コニカミノルタジャパン マニュアル作成・ナレッジ基盤ツール「COCOMITE」にAI機能の新プラン
「COCOMITE AI」の先行提供を開始
コニカミノルタジャパン 2026年7月30日発表
コニカミノルタジャパンは、マニュアル作成・ナレッジ基盤ツール「COCOMITE(ココミテ)」において、AI機能を利用できる新プラン「COCOMITE AI」の有償先行提供を7月30日より開始した。先行提供を通じてユーザーの声を収集し、正式版リリースに向けたさらなる機能改善・拡充を進めていく。
今回提供を開始する「COCOMITE AI」は、従来の基本機能に加え、AI検索をはじめとするAI機能群を標準搭載した新パッケージプランである。マニュアルを単なる情報の保管場所にとどめず、利用者が必要な情報を自ら探し、理解し、活用できるナレッジ基盤としての運用を支援していく。例えば、利用者が正式名称・用語などのキーワードを思いつけなくても、普段の言葉でマニュアルを検索できる。
【「COCOMITE AI」が提供する価値】
「COCOMITE AI」では、AI検索、AI文章編集アシスト、AI動画文字起こしアシスト、用語集機能などを1つのパッケージとして提供することで、マニュアルを「作る」「整える」「探す」「活用する」までの流れを一気通貫で支援する。これにより、マニュアルを「現場で活用できる情報資産」へとアップデートすることを目指す。
(1)自然言語検索による迅速な情報への到達と、検索ログによる効果的なマニュアル改善を支援
「COCOMITE AI」のAI検索では、利用者が普段使用している言葉や質問文など、自然な表現で検索することが可能である。例えば、「店舗で返金対応が発生した場合、どうすればよいか」といった質問から、必要な情報を探すことができる。
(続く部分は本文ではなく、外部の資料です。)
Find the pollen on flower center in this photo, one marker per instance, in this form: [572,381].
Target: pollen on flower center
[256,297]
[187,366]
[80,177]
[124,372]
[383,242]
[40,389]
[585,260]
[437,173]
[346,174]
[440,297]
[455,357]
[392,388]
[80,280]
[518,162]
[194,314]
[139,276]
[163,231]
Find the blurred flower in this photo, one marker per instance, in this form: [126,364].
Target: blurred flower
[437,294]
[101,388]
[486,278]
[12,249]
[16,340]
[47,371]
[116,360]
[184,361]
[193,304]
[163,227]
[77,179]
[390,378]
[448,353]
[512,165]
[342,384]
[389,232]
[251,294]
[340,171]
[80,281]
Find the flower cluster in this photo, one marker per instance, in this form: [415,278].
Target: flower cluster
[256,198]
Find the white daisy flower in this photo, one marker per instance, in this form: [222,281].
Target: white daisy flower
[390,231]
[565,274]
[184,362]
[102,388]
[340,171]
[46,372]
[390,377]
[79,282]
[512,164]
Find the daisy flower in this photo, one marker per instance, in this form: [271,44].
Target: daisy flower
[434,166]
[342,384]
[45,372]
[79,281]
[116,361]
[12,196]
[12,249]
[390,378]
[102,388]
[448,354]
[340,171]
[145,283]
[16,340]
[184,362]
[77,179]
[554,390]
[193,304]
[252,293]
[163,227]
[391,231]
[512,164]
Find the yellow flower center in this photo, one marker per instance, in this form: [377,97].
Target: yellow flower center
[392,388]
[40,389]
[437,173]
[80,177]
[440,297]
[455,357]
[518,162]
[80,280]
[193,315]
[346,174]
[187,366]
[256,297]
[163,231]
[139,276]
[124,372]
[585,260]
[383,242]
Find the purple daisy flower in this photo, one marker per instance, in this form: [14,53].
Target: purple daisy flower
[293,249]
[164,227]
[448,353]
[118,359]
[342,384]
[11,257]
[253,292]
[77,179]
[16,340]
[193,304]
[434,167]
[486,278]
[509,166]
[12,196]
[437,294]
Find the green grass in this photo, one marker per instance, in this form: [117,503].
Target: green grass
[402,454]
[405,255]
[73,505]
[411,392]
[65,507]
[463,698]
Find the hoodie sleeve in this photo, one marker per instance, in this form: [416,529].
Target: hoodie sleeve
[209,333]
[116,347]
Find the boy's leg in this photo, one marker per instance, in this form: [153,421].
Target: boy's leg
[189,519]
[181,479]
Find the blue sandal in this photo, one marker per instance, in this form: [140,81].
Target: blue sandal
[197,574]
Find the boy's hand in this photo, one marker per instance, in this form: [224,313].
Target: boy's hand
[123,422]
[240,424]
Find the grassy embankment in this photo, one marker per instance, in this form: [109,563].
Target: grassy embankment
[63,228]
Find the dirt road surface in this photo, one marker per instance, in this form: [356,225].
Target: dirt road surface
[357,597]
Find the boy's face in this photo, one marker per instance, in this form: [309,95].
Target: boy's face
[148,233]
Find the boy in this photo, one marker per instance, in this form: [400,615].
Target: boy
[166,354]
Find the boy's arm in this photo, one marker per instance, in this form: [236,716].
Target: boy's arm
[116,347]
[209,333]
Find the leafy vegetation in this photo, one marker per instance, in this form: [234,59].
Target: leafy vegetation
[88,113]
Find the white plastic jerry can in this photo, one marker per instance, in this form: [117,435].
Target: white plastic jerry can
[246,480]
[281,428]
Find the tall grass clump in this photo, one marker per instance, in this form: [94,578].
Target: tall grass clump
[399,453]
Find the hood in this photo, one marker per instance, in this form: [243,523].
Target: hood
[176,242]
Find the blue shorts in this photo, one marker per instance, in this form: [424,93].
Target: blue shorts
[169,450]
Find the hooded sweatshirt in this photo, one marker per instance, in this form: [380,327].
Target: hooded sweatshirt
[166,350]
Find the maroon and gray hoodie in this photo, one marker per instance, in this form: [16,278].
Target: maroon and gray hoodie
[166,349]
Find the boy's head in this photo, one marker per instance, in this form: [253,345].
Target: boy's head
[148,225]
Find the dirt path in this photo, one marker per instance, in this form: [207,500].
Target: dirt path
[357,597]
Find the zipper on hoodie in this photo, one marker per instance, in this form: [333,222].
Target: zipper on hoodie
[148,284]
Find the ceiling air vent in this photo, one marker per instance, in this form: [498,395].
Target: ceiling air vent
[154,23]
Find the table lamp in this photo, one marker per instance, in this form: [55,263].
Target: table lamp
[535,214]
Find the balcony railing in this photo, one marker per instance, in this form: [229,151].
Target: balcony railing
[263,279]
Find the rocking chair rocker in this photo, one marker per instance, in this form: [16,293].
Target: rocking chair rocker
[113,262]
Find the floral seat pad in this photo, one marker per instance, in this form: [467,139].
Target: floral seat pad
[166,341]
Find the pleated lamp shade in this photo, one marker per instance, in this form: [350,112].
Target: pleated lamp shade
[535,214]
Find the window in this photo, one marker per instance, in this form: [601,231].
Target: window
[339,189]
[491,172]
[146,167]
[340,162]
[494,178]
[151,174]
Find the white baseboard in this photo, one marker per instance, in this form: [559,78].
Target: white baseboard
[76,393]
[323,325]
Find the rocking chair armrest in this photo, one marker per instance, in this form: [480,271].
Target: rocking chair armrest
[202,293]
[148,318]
従来の検索システムはキーワード一致が中心であり、利用者が適切な検索語を入力できない場合や、現場で使われる言葉とマニュアル上の正式名称が異なる場合には、必要な情報にたどり着くまでに時間がかかるという課題があった。
「COCOMITE AI」では、RAG(Retrieval-Augmented Generation:検索拡張生成)を活用し、「COCOMITE」内のマニュアルから、質問内容と意味的に関連する情報を抽出する。さらに、出典となるマニュアルを明示しながら回答候補を提示するため、利用者は情報の信頼性や根拠を確認しながら内容を把握することができる。現場での迅速な判断や業務遂行を支援するとともに、問い合わせ対応の負荷軽減にも寄与する。
また管理者においては、検索ログを確認することが可能なため、利用者が疑問を抱きやすいポイントを把握し、追加すべき情報や改善が必要なマニュアルを特定しやすくなる。これにより、利用者のニーズに即したマニュアル整備・改善を進めることが可能となり、現場で活用されるマニュアルの運用を支援する。
(2)文章編集や素材抽出のアシストで、マニュアル作成の負担軽減と品質の標準化を支援
「COCOMITE AI」では、文章の自動校正や表現の統一を支援するAI文章編集アシスト機能を搭載している。本機能は、2026年2月にβ版として試用を開始したAI校正機能を発展させたもので、あらかじめ設定したルールに沿って自動で文章の体裁を整えることができるほか、マニュアルの各項目の見出しからの本文自動生成や、マニュアル全体の概要文の自動生成などを行うことができる。さらに、AI動画文字起こしアシスト機能では、パソコン操作の録画動画やスマートフォンで撮影した動画をもとに、AIが音声を文字起こしし、マニュアル作成に必要な情報を簡単に抽出できる。必要なシーンを画像としてキャプチャすることも可能なため、手順の説明に使用する素材を効率よく準備することができる。これらの機能により、マニュアル作成にかかる作業負荷を軽減しながら、内容のばらつきを抑え、品質の標準化を後押しする。
(3)用語集機能の標準搭載で、社内用語・専門用語の理解浸透を促進
「COCOMITE AI」では、用語とその意味を登録することで、マニュアル閲覧時に用語の定義をその場で確認できる用語集機能を標準搭載している。これにより、社内特有の用語や専門用語について認識のずれを抑制し、正しい理解のもと業務を遂行できる環境づくりを支援する。また、用語の意味を手軽に都度確認できることで、新人教育やOJT(実務を通じたトレーニング)における指導負担の軽減と効率化にも寄与する。